Jean-François Lisée n'a pas tardé à dévoiler sa stratégie électorale, et il l'a fait avec brio dans son discours de la victoire. (Incidemment, quel plaisir d'entendre un politicien québécois parler si bien notre langue ! Je reviendrai bientôt sur cet heureux événement.)

C'est plus clair que jamais : le nouveau chef du Parti québécois vise la Coalition avenir Québec. C'est ce parti qu'il doit faire sortir de l'équation, ce sont ses électeurs qu'il doit aller chercher, sous peine de continuer à végéter dans l'opposition.

C'est un objectif si évident, si réaliste, qu'on s'étonne que M. Lisée soit le premier à le définir noir sur blanc, contrairement à ses prédécesseurs qui préféraient entretenir le rêve futile d'une « convergence » avec un groupuscule (Option nationale, 0,7 % aux élections de 2014) et avec Québec solidaire, une formation qui a eu 7,6 % du vote dans sa meilleure année... et qui sera bientôt privée de ses meilleurs atouts, Françoise David songeant à prendre sa retraite et Amir Khadir voulant retourner à la médecine.

Il ne restera plus sur le pont que Manon Massé... Jean-Martin Aussant, qui est en réserve de la république et cherche sur quel trône poser son auguste personne, ne trouvera pas à se loger à QS, dont le tiers des membres est contre la souveraineté et les autres, prêts à l'envisager à la seule condition qu'elle s'accompagne d'une révolution écolo-marxisante.

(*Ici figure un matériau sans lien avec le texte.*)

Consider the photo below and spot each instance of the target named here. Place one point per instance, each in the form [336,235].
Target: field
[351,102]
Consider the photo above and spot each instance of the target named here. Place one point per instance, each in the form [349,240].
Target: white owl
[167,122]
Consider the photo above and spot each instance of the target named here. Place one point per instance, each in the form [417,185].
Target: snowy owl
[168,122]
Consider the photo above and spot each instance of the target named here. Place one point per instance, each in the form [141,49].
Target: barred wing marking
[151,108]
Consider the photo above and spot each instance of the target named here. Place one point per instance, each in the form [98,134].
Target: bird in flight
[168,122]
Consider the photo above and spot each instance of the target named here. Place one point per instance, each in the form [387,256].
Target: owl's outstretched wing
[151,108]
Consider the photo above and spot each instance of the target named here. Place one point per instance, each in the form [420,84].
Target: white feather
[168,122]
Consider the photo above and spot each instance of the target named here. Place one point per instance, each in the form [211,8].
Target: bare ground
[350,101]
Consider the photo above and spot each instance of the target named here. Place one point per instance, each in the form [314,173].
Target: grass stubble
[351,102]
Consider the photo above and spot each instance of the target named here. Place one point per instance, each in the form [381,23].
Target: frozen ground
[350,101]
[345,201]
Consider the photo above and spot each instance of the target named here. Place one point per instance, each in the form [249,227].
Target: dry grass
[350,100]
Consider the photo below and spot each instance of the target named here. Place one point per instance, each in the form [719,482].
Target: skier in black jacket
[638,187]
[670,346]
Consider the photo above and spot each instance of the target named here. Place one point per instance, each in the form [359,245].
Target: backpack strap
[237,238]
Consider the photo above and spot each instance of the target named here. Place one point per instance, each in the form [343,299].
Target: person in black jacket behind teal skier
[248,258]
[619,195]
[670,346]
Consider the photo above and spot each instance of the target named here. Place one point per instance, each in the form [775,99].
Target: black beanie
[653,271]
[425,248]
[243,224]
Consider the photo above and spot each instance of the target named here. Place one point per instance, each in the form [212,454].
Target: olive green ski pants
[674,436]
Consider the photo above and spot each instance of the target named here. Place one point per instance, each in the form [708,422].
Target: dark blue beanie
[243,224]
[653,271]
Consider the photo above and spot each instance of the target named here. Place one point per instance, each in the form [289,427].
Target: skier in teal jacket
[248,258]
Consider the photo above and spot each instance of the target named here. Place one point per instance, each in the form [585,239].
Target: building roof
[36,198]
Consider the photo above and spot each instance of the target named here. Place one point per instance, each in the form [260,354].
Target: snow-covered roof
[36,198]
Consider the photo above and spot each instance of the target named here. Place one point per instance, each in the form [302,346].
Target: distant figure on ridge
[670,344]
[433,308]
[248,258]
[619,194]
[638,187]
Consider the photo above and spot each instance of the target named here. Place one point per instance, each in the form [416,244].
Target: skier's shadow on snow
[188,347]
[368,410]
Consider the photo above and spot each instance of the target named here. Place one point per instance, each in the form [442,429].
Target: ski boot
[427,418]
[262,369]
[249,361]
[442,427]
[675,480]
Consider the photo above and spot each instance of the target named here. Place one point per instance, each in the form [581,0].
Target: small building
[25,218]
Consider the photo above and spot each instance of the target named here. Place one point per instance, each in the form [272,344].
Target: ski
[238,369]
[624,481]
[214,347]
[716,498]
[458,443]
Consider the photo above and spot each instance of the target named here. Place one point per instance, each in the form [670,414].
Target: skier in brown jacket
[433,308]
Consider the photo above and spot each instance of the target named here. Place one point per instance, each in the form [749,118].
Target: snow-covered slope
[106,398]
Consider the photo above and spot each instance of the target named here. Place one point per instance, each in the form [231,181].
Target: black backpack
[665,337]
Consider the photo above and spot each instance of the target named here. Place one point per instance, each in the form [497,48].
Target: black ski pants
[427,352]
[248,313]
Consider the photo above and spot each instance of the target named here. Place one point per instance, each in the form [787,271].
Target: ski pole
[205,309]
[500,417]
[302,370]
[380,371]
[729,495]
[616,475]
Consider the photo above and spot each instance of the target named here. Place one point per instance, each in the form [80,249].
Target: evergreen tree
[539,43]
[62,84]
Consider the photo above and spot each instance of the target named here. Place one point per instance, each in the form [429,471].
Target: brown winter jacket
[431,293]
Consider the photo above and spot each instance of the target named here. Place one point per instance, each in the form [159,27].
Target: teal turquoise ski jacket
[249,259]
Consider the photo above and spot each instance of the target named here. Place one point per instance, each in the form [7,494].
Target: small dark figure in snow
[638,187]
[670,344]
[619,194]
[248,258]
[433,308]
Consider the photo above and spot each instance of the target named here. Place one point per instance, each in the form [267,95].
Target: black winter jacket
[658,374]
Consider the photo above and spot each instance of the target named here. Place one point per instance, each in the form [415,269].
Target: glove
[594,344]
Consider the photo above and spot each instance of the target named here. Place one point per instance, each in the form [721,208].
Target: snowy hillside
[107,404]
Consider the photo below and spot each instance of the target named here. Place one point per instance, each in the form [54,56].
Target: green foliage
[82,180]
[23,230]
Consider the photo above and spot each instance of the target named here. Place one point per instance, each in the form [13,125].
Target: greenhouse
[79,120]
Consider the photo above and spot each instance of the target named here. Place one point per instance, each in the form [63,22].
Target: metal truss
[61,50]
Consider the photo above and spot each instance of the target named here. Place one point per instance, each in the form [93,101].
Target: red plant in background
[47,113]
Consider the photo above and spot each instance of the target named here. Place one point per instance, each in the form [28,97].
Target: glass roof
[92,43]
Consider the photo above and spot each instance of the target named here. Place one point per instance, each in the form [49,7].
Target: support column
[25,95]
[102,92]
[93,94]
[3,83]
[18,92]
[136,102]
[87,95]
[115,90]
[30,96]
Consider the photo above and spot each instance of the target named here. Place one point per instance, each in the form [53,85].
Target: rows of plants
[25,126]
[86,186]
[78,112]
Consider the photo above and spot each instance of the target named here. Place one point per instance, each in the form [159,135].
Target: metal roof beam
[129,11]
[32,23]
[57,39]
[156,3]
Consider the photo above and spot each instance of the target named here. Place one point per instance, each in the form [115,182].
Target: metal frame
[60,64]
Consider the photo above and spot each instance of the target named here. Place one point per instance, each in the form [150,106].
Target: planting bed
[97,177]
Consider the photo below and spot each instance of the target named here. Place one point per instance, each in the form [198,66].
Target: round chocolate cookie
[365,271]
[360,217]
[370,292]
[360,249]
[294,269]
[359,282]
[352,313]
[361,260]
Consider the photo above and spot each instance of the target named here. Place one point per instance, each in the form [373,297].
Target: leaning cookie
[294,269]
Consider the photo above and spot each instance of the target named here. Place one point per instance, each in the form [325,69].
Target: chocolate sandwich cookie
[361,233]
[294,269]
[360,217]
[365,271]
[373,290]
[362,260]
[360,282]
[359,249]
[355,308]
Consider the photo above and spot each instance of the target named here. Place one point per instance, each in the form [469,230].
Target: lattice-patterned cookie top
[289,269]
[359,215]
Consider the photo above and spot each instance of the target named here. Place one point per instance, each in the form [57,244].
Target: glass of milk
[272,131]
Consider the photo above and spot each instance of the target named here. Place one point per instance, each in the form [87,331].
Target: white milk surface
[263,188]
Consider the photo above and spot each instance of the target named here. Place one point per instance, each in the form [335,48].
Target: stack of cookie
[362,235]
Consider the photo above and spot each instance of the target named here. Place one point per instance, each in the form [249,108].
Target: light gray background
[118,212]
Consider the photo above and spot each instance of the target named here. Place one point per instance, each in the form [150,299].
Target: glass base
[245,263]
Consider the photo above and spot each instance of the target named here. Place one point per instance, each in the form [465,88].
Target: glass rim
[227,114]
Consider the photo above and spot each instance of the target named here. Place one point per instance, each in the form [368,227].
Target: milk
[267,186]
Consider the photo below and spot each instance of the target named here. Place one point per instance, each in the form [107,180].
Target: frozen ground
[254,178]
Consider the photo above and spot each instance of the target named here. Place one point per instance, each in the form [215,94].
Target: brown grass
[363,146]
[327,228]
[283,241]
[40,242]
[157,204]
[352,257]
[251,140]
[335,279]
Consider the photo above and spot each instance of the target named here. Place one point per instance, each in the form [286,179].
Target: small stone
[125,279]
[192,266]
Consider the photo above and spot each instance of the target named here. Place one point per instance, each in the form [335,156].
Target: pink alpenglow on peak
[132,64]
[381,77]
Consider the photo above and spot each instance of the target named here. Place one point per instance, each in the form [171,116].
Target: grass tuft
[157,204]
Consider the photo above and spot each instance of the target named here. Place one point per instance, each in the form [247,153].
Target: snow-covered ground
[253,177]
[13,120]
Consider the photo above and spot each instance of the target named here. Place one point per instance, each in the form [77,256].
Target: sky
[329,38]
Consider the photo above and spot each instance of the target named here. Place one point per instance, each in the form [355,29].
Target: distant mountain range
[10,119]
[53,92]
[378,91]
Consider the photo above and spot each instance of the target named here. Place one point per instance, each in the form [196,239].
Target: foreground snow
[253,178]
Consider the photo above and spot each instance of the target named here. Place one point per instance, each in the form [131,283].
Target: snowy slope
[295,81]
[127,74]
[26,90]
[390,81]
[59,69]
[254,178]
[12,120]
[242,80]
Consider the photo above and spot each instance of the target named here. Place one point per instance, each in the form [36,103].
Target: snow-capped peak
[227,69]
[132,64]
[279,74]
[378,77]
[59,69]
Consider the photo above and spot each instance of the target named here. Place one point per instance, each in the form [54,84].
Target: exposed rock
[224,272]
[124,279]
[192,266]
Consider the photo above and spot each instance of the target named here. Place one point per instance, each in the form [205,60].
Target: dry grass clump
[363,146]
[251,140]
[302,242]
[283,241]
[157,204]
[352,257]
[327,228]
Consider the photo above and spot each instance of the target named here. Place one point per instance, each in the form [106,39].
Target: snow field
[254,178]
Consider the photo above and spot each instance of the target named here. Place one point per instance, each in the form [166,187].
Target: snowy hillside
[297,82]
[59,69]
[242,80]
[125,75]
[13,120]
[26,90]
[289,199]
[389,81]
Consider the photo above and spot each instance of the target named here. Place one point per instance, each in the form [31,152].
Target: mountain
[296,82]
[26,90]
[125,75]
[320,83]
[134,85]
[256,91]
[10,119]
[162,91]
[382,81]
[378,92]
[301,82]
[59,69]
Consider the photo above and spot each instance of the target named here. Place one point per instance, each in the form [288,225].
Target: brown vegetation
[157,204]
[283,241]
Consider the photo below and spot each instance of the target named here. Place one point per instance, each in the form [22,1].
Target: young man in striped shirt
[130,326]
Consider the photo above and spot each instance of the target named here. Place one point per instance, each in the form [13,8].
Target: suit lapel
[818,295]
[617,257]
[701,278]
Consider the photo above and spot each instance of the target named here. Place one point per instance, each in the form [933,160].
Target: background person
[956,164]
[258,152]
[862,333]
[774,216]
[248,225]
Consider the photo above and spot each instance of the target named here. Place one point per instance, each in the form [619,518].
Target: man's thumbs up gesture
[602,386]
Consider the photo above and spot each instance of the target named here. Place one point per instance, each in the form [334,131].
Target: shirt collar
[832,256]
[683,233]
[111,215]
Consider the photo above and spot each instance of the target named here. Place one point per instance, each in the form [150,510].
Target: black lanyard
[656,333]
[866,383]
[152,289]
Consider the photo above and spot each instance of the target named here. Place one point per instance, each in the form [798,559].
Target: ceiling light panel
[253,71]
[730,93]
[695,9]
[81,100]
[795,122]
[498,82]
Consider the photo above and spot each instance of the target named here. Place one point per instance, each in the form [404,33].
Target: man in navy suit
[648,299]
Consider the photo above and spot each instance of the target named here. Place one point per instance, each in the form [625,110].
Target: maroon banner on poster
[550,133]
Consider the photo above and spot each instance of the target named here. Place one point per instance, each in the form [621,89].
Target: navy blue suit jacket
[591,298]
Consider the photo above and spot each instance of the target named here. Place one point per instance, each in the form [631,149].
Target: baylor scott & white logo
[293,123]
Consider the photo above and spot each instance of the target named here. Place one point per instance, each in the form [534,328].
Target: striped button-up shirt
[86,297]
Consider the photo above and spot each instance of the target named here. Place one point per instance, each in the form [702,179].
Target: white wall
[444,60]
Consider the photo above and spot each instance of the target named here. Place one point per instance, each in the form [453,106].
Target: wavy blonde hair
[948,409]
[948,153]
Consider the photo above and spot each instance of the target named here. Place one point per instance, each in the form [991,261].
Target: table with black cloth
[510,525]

M. Aussant pourra toutefois retourner faire son nid à ON, qui, d'après son chef actuel, recevrait plusieurs partisans déçus de Martine Ouellet (il parle de « centaines » de transfuges, mais on demande à voir...).

Le PQ et la CAQ ont beaucoup en commun. Les deux partis sont nationalistes, et si la CAQ ne veut pas de référendum, elle n'est pas anti-souverainiste pour autant et compte sans doute assez peu de fédéralistes de conviction.

Entre la CAQ de centre-droit et le PQ de centre-gauche, il n'y a pas de divergence fondamentale sur le plan économique.

Les deux partis se partagent le vote francophone - le PQ domine l'est de Montréal et les régions excentriques, et la CAQ l'immense région banlieusarde du 450. Tant que cette situation perdurera, aucun des deux ne pourra prendre le pouvoir.

En s'engageant à ne pas convoquer de référendum dans un premier mandat et en dépassant la CAQ sur son propre terrain du nationalisme identitaire, M. Lisée avait déjà commencé à cibler l'électorat caquiste et à dynamiter la digue qui « protégeait » la CAQ contre les avancées du PQ.

Lors de son discours de vendredi, M. Lisée a donné le signal de l'assaut. Il n'a pas ménagé ses coups contre la CAQ, ce parti « né vieux », qui « change de priorité tous les six mois, un parti brouillon, impulsif comme son chef... » La CAQ, déjà fragilisée par les rafles du Parti libéral, qui attire ses vedettes et ses employés, risque de voir son électorat grugé. Le PLQ aussi, si jamais les « fédéralistes mous », rassurés par la promesse qu'il n'y aura pas de référendum à courte échéance, répondaient à l'invitation pressante du nouveau chef du PQ.

François Legault, qui s'exprime dans un français approximatif, aura bien du mal à répliquer aux attaques verbales de M. Lisée. Le premier ministre Couillard aussi, dans son cas parce qu'il n'a jamais les bons réflexes politiques et qu'il est facilement déstabilisé.

La victoire de Jean-François Lisée est en fait une catastrophe pour les deux autres grands partis, qui auraient pu continuer leur petit bonhomme de chemin en sifflotant avec un Alexandre Cloutier à la tête de l'opposition officielle. Ce dernier, malgré toutes ses qualités, n'aurait pas fait un adversaire bien dangereux, et l'on ne pouvait pas exclure que sous sa gouverne, le PQ se soit retrouvé en troisième position aux prochaines élections.

Les péquistes qui ont donné la victoire à Jean-François Lisée ne l'ont peut-être pas fait de gaieté de coeur, car l'homme, égocentrique et arrogant, n'était pas aimé. Mais ils ont compris que le PQ, à ce stade précaire de son existence, avait besoin d'un tueur (métaphoriquement parlant), d'un chef vigoureux et rusé capable de faire flèche de tout bois.

Le nouveau chef a lancé d'autres signaux dans son discours de vendredi. Sans parler de convergence ou de coalition, il a amicalement salué Québec solidaire, en lui proposant d'oeuvrer de concert à certains objectifs limités, comme la hausse du salaire minimum ou la réforme du mode de scrutin. Il a adressé, dans un très bon anglais, un long message d'ouverture aux anglophones insatisfaits du gouvernement Couillard, qui pourraient être eux aussi rassurés par la levée de l'hypothèque référendaire.

Détail qui n'en est pas un : il n'a pas mentionné Option nationale.